The most important thing to remember regarding the use of laxatives is that they need to be continued for prolonged periods (sometimes several months). An early stoppage of laxatives invariably leads to recurrence of constipation.
C. Toilet Training.
Too early and too strict toilet training is detrimental to the child. The ideal age to impart toilet training is 2 years. Initially the child should be encouraged to sit on the toilet for 5 to 10 minutes, 3 to 4 times a day. Gradually the habit of going to toilet once daily in the morning can be developed.

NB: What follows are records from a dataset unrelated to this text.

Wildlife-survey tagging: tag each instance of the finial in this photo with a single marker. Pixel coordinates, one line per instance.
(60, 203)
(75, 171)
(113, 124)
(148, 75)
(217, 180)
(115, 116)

Parents should neither threaten, nor punish the child for not going to toilet at the appointed hour. This can make the child tense or stubborn. In both cases the problem of constipation will worsen. Instead the parents should follow a reward system. The child should be rewarded for regular sitting on the toilet. This will act as a positive reinforcement for the child.
Older children with constipation should be encouraged to maintain a daily record of bowel movements, pain or discomfort, consistency of stool and the laxative dose. This helps to monitor compliance and to make appropriate adjustments in the treatment program.
D. Dietary Changes.
Most children with constipation consume a low fiber diet. Many of them are predominantly milk fed. Foods low in roughage (fiber) are – meat, gelatin, white bread, starches, potatoes, rice, macaroni, noodles, ice cream, cheese and of course milk.
The daily requirement of fiber is: Age + 5 = grams/day. For a five year old child it will be 5 + 5 = 10 grams/day. The fiber content of the diet can be increased by giving fruits like apples, pears, prunes and plums. Raw, leafy vegetables should be introduced. Figs, raisins, apricots contain lot of fiber. Peas, beans, sprouts, whole-wheat flour chapattis, should be added to the diet. These children should be encouraged to drink lot of fluids.
Constipation often can be a difficult problem to tackle, because instituting dietary change in children is easier said than done. On top of it parents are liable to stop the prescribed laxatives early due to the fear of habit formation. The treating doctor must allay parents’ fear and also involve a dietician wherever necessary.